Everybody’s Somebody’s Baby – Day Eight
Here’s the next look at a beloved run (of someone) that did not make the Top 158 of the Top Comic Book Runs.
Peter Milligan’s Human Target
Human Target #1-21
Peter Milligan had already written an excellent Human Target mini-series before he launched an ongoing featuring Christopher Chance, the man who will disguise himself as anyone so as to serve as, well, a human target for them. If they suspect assassination, he’ll step in and BE you until the assassins are stopped.
Of course, this being Peter Milligan, the stories were more complex than that – and boy, were they complex!
But the complexity was built around a great understanding for human emotions and the effects of what happens when you really truly “take over” someone else’s life.
Javier Pulido was the original artist, and he was very good, but then Cliff Chiang took over, and he was even better.
The series had crisp, impressive artwork and strong stories – it was a delightful series.
Here is why reader Eric had it high on his list…
Though I did not vote this series number one on my top ten list (as the proprietor of http://www.vicsage.com, I’d be remiss if I didn’t choose the O’Neil/Cowan run of the Question), this was the one pick of my list that I’d hoped would make the top 100, but suspected that others might not have enjoyed it as much as me. Honestly, part of me wanted to write this mini-appreciation just to see if anyone else voted for it at all.
I missed out on the original Human Target mini-series with the late Edvin Biukovic on art, and so my first introduction to Christopher Chance, the titular Human Target, was in the stand-alone “Final Cut” — a psychological thriller in the strictest sense of the word. While working against time to find a kidnapped child star, Chance falls so deeply into his roles — the serial-killing screenwriter Davey King and the perfect WASP husband, Frank White — that the already-strained boundaries of his own identity start to blur. Milligan’s tight story is brought to life by the gorgeous artwork of Javier Pulido — who mimics the style of Saul Bass in the trade dress — and the vibrant colors of Dave Stewart. Were “Final Cut” made into a film, critics would call it the next “Usual Suspects” or “Memento,” and they would be wrong — this hypothetical film would be better.
“Final Cut” segued into a regular Vertigo series that continued Chance’s adventures as a body-double-for-hire for 21 issues, the first five issues with art by Pulido, and the remainder by equally adept artist Cliff Chiang. Chance is not the only character to experience an identity crisis in these issues, as we meet a corporate scapegoat who is able to fake his death in the tragedy of Sept. 11th, a baseball player who’s “lost a step” and turns to drugs and then Chance for help, a member of a 60s radical group who finds himself to not be so radical anymore, and, in the end, Chance’s own crazed ex-assistant, who wants Chance’s identity for his own.

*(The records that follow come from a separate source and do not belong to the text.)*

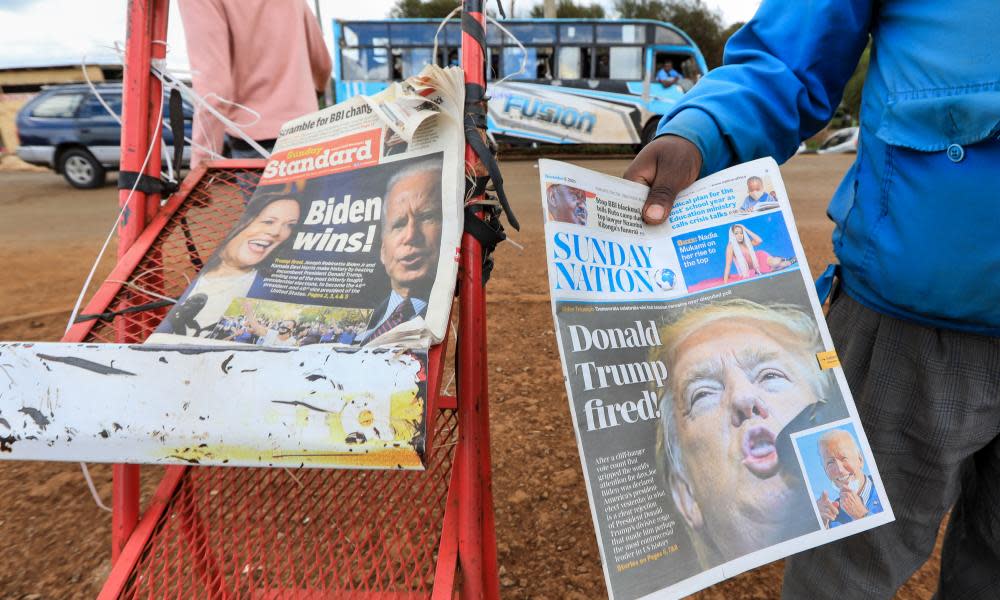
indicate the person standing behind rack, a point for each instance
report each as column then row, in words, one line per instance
column 267, row 55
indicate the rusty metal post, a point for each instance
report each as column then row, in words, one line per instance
column 147, row 21
column 478, row 564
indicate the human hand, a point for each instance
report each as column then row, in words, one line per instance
column 667, row 165
column 853, row 505
column 828, row 509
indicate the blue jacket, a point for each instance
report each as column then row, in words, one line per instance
column 918, row 214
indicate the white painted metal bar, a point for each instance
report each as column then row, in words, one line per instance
column 230, row 405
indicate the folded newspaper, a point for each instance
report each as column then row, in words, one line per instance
column 715, row 426
column 350, row 239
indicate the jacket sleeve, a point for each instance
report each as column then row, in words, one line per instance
column 782, row 78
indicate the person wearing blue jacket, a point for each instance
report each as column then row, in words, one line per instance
column 916, row 316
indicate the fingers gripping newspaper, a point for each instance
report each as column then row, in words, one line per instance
column 715, row 426
column 350, row 239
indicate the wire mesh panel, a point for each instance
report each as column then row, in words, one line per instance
column 183, row 245
column 306, row 533
column 271, row 533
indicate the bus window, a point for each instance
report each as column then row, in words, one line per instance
column 619, row 62
column 451, row 35
column 493, row 60
column 574, row 62
column 533, row 33
column 366, row 34
column 669, row 36
column 621, row 34
column 409, row 61
column 538, row 63
column 364, row 64
column 576, row 34
column 449, row 57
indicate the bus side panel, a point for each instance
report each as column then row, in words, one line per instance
column 563, row 115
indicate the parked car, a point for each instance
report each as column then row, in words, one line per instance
column 840, row 142
column 67, row 129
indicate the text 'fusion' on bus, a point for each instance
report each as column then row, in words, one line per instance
column 585, row 81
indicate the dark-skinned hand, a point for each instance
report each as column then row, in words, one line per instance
column 667, row 165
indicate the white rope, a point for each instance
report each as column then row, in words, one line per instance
column 524, row 51
column 111, row 234
column 93, row 490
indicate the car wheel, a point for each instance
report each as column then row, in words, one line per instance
column 81, row 169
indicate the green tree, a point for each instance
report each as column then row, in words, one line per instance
column 567, row 9
column 422, row 9
column 852, row 92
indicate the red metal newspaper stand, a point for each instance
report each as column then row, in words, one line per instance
column 272, row 533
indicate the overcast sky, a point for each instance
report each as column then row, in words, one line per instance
column 46, row 32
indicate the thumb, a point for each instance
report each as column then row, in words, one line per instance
column 667, row 165
column 660, row 199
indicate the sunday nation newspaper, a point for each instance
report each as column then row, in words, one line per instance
column 715, row 427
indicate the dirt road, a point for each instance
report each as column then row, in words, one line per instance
column 54, row 542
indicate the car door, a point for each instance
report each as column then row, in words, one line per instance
column 99, row 131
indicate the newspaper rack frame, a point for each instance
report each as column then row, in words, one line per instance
column 462, row 539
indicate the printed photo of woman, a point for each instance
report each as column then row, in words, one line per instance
column 266, row 224
column 742, row 252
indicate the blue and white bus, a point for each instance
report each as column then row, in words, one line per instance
column 587, row 81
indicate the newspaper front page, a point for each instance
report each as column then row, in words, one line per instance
column 715, row 427
column 350, row 239
column 351, row 235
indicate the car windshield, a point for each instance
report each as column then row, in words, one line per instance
column 58, row 106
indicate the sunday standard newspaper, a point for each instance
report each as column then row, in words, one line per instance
column 349, row 239
column 715, row 427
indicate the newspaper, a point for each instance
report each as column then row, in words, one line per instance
column 352, row 233
column 716, row 429
column 350, row 239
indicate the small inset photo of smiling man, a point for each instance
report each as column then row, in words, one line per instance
column 841, row 486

Throughout the series, Milligan uses subject matter that others might advertise as, “Ripped from the headlines,” but unlike when similar timely material is used in television police procedurals, there seems to be a poignancy and a deeper intention here. In Human Target, Milligan and his artistic cohorts are crafting an examination of American identity (the second trade collection is called “Living in Amerika”) after Sept. 11th that at times seems quite potent. This examination never feels complete, but one wonders what Milligan would have been capable of had the series not met its demise after barely 20 issues.